Wisteria sank back to her chair as he left the room, holding her wrist in her opposite hand. He kissed my hand.
That was a signal, an unambiguous signal. A noble only kissed a woman’s hand if they were related, long acquaintances, or…as a token of respect. Lord Nikola had not kissed her hand when they were introduced, so it was not a gesture he used trivially, or done from respect for her position or family. Something had happened during that strange terrible interview that made him…respect…her?
That can’t be right. I must be missing something. Sarcasm? She closed her eyes and leaned back. Yes, probably sarcasm. He was sarcastic when he said he’d call, and kissed my hand. Perhaps even when he said he wasn’t offended. She hadn’t noticed anything about his tone or expression, but she wouldn’t, would she?
“Do you want to be a spinster, Wisteria?” Her father re-entered the parlor. The maid was mopping tea from the expensive Ascension rug.
“No.” Wisteria folded her hands in her lap, not opening her eyes. “But it would probably be for the best if I did.”
Her father sighed. “I know you are not this stupid, Wisteria. By the three thousand, what possessed you to put that in writing? Why would you bring up a thing like that?”
“Mother said it was not a subject to be spoken of: how else might I communicate about it, then?” Wisteria asked, opening her eyes.
Mr. Vasilver put his face in his hands. “You don’t, girl!”
“…but the purpose of this meeting was to explore the possibility of an engagement.”
“An engagement, Wisteria! Between people! We’re not – not talking about breeding dogs here!”
What’s the difference? We all reproduce by the same mechanisms. “Then who does discuss these details? Are they settled through intermediaries?”
“No one! Ever! Reproduction is not a fit topic for a gentlewoman. You know this perfectly well! Even all those articles about business – Wisteria, it’s crass. This simply is not how civilized people handle intimate affairs.”
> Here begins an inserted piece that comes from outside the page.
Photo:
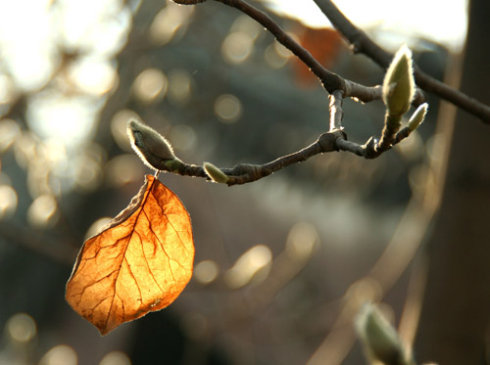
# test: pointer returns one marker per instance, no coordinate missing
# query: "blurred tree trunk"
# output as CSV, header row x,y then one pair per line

Wisteria looked at her father, as if she could make this conversation resolve into reason by sheer force of will. It had never worked before. “But these are vital aspects of marriage. If one cannot discuss them, what’s the point in meeting at all? This is like trying to decide what to have for dinner without mentioning food. ‘I know, let’s use the china with the gold rims tonight. And, oh, make sure there’s enough forks for everyone.’ As if that were the key choice.”
“How can someone so intelligent be so stupid? This is not how it’s done!”
“Because it isn’t! You’re twenty-six, not six! How can you pretend not to know this?”
Wisteria stared at the wall, her ear turned to him as if the problem was with her hearing and not her comprehension. ‘Because it isn’t.’ Because everyone understands that it isn’t. Until the moment that it suddenly is. And to everyone but me, it’s so stupid, so obvious that this is how things work, that they can’t imagine how to explain it. Grief overwhelmed her; she could not bear to try yet again to pass a barrier tangible only to her. With an effort, she rose to her feet, curtsied to her father, and withdrew.